Securing the new, dynamic systems we use requires a wide variety of approaches, including cryptography, network security protocols, database and app security everything adapted to the new mobility and speed of the business user and the fast changing legislative landscape. Luckily, several well-known organizations have put effort, research and implementation experience to develop overall guidance, best practices and standards to implement and evaluate cybersecurity for organizations around the world. Here are some of the important best practices documents and guidelines you should know about:
- Information Security Forum – The Standard of Good Practice for Information Security
- National Institute of Standards and Technology (NIST) – Framework for Improving Critical Infrastructure Cybersecurity
- International Standards Organization – ISO 27002 – Code of Practice for Information Security Controls
The Standard of Good Practice for Information Security (SGP)

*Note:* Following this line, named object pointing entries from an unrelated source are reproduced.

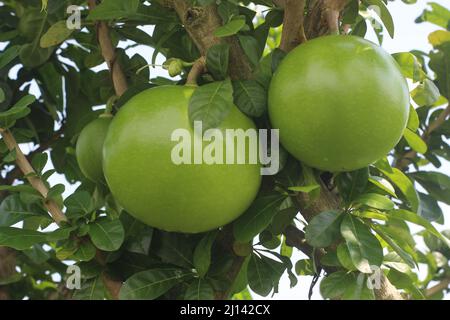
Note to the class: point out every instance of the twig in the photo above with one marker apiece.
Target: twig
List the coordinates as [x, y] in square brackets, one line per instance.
[16, 173]
[201, 22]
[36, 182]
[120, 86]
[438, 287]
[293, 32]
[332, 11]
[406, 159]
[197, 69]
[109, 55]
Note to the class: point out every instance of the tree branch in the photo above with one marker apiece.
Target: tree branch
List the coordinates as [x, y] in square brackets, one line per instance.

The Information Security Forum (ISF) is an independent, non-for-profit organization dedicated to investigating, clarifying and resolving key issues in information security, by developing best practice methodologies that meet the business needs of the organizations around the world. This standard also covers topics set out in ISO/IEC , COBIT , NIST , SANS and Payment Card Industry Data Security Standard.
Considering the wide coverage, SGP can be a good candidate for selecting a main security guideline. SGP covers everyone around the organization from C-level to business user and system developers, addressing how information security should be applied across the company.
SGP is structured into 17 categories, covering the life cycle of employees, information, hardware and system development.
National Institute of Standards and Technology (NIST) Framework
Represents guideline designed for organizations to assess and reduce security risks to critical infrastructure. The framework has 3 main components:
- CORE – a set of activities, desired outcomes and applicable reference, split into 5 key functions: Identify, Protect, Detect, Respond, Recover. The Framework Core can be used in planning of the security goals of the organization.
- PROFILE – a list of outcomes that the organization has chosen, based on it needs. The framework profile reflects the organization’s security posture.
- TIERS – provides the context on how the organization views cybersecurity risks and the degree of sophistication of its management approach. The tiers will define organization’s security priorities.
The ISO 27000 Suite of Information Security Standards
The ISO Suite is one of the most important set of standards in cybersecurity, dealing with all aspects of an Information Security Management System. It contains generic recommendations useful for any size of business, in any industry to organize information security. ISO 27001 is a brief normative standard used for a company certification/audit. ISO 27002 is a longer version, used as the framework of selecting the security controls required by an Information Security Management System. If you look into ISO 27002, you can use it as checklist for your security control selection, but going back to the The Standard of Good Practice for Information Security might be useful to get more detailed information.
If you have more time to look into it, you can also check The CIS Critical Security Controls for Effective Cyber Defense developed by, or the COBIT 5 framework , developed by ISACA. If you develop any in-house application, it’s important that your dev team follows the OWASP Top 10 , a list of the most critical application security risks that you should take into consideration.
Now that you have some research material, you can start defining the Information Security Policy , which should represent the technical and organizational measures you take to ensure information security in your company, for GDPR and not only. Make sure you don’t end up with a generic set of rules that don’t cover your business use cases and make sure this is not just a formal document sitting in your desk to prove your compliance.
What’s more important than to chose the right security measures in your company is to have your employees understand them and apply them. Compliance won’t be achieved by your documents, but by the actions and commitment of each member in your organization.